Antiferromagnetism and superconductivity in the half-Heusler semimetal HoPdBi

TL;DR

This study reports the coexistence of superconductivity and antiferromagnetism in HoPdBi, a topological semimetal, with detailed measurements revealing complex electronic and magnetic behaviors including Dirac fermions.

Contribution

It demonstrates the coexistence of superconductivity and antiferromagnetic order in HoPdBi and characterizes its topological and electronic properties.

Findings

Superconductivity below 0.7 K and antiferromagnetic order at 1.9 K coexist in HoPdBi.

Presence of non-trivial Berry phase indicating Dirac fermions.

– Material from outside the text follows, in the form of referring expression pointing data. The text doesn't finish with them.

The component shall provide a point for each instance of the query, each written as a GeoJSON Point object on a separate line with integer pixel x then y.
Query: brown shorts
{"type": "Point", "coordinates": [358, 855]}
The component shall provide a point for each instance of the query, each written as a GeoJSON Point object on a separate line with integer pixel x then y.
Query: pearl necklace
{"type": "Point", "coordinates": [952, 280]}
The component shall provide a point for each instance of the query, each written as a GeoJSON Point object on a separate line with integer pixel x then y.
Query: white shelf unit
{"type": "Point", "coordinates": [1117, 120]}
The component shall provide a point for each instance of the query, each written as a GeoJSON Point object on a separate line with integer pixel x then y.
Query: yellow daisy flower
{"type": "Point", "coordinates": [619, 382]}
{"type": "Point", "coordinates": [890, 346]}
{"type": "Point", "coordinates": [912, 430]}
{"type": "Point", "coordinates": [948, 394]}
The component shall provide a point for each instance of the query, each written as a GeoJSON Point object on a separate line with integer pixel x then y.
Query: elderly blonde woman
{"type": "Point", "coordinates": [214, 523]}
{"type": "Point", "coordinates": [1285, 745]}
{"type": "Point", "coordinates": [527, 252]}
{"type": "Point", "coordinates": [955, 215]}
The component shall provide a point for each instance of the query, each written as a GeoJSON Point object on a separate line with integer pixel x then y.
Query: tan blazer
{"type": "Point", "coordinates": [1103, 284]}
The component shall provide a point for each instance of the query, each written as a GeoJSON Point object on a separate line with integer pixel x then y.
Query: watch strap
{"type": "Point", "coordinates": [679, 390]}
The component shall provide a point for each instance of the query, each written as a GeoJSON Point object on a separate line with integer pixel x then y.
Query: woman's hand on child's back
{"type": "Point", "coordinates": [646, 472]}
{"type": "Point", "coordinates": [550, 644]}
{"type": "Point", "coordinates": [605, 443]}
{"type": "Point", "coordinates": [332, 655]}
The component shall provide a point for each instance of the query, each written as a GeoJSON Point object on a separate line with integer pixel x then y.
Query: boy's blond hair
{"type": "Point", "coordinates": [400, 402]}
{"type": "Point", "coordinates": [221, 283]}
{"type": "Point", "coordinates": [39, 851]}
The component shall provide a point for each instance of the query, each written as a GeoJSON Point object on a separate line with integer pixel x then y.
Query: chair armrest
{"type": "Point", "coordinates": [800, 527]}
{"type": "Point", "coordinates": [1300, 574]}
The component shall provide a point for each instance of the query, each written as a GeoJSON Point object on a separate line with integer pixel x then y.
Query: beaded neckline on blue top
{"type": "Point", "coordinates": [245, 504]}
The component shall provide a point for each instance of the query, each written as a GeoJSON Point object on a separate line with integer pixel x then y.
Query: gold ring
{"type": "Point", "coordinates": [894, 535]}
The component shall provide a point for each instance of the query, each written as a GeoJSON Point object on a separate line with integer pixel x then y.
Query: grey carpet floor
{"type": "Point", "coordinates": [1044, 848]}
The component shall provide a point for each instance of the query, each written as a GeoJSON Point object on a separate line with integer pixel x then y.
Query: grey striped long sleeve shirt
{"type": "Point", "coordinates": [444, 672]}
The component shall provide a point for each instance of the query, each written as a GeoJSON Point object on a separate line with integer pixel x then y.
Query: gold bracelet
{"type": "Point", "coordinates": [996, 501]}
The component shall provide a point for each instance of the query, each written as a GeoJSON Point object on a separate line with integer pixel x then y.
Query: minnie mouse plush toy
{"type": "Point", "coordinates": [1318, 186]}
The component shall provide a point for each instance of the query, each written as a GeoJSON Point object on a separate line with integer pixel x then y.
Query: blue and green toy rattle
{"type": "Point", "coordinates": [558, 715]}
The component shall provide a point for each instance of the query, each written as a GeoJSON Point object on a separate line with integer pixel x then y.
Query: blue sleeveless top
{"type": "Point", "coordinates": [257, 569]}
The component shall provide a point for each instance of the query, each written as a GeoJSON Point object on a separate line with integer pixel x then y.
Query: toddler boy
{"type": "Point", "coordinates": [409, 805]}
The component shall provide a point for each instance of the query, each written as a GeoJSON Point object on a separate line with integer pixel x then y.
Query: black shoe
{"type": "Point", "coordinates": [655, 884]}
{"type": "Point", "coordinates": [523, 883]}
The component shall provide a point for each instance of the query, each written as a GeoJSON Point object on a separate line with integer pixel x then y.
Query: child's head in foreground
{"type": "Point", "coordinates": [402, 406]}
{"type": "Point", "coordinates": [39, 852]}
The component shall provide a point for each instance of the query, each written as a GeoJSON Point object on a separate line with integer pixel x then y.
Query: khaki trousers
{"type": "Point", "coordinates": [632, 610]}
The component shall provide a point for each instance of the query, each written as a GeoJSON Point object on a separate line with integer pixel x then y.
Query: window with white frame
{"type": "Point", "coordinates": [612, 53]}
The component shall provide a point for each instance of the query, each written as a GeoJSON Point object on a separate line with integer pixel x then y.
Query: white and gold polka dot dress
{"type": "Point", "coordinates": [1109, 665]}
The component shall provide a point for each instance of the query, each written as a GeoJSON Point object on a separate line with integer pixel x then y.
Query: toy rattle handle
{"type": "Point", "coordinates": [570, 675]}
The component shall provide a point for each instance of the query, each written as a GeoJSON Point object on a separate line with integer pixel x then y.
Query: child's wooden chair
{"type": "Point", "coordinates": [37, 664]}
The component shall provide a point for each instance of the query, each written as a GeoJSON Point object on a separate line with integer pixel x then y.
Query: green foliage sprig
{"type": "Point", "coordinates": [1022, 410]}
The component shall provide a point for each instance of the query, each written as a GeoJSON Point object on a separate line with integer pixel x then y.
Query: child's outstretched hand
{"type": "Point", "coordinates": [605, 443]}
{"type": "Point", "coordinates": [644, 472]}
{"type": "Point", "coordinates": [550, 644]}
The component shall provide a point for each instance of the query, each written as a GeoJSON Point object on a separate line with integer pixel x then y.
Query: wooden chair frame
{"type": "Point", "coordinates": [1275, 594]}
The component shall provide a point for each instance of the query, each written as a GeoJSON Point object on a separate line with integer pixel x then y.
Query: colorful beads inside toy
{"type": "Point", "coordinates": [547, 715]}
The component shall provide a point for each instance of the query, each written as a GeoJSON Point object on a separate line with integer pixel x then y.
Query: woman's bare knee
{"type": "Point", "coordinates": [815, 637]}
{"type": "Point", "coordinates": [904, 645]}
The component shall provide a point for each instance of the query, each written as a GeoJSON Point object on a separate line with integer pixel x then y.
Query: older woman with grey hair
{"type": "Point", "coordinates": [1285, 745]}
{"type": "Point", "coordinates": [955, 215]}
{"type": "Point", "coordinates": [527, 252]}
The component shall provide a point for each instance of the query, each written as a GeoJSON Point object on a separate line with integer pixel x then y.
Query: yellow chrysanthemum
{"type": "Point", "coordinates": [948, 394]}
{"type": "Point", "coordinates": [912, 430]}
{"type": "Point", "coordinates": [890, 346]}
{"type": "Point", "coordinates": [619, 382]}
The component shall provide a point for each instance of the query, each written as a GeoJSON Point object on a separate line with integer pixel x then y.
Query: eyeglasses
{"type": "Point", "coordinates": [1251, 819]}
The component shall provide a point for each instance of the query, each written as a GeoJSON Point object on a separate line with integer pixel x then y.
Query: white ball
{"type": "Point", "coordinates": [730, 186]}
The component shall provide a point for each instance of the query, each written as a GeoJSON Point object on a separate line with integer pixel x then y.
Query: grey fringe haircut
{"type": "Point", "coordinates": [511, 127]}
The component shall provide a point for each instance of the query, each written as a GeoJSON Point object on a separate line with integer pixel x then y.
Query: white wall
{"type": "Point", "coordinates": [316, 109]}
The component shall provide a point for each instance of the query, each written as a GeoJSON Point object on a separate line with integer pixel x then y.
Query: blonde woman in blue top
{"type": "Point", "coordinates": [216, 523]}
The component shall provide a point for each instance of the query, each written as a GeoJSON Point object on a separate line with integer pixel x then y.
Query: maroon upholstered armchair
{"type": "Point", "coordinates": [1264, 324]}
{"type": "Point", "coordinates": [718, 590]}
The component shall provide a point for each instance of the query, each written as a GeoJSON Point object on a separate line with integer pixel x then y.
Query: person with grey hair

Observation of weak antilocalization and Shubnikov-de Haas oscillations.

Abstract

We observed the coexistence of superconductivity and antiferromagnetic order in the single-crystalline ternary pnictide HoPdBi, a plausible topological semimetal. The compound orders antiferromagnetically at $T_N =$1.9 K and exhibits superconductivity below $T_c =$0.7 K, which was confirmed by magnetic, electrical transport and specific heat measurements. The specific heat shows anomalies corresponding to antiferromagnetic ordering transition and crystalline field effect, but not to superconducting transition. Single-crystal neutron diffraction indicates that the antiferromagnetic structure is characterized by the (1/2, 1/2, 1/2) propagation vector. Temperature variation of the electrical resistivity reveals two parallel conducting channels of semiconducting and metallic character. In weak magnetic fields, the magnetoresistance exhibits weak antilocalization effect, while in strong fields and temperatures below 50 K it is large and negative. At temperatures below 7 K Shubnikov-de Haas oscillations with two frequencies appear in the resistivity. These oscillations have non-trivial Berry phase, which is a distinguished feature of Dirac fermions.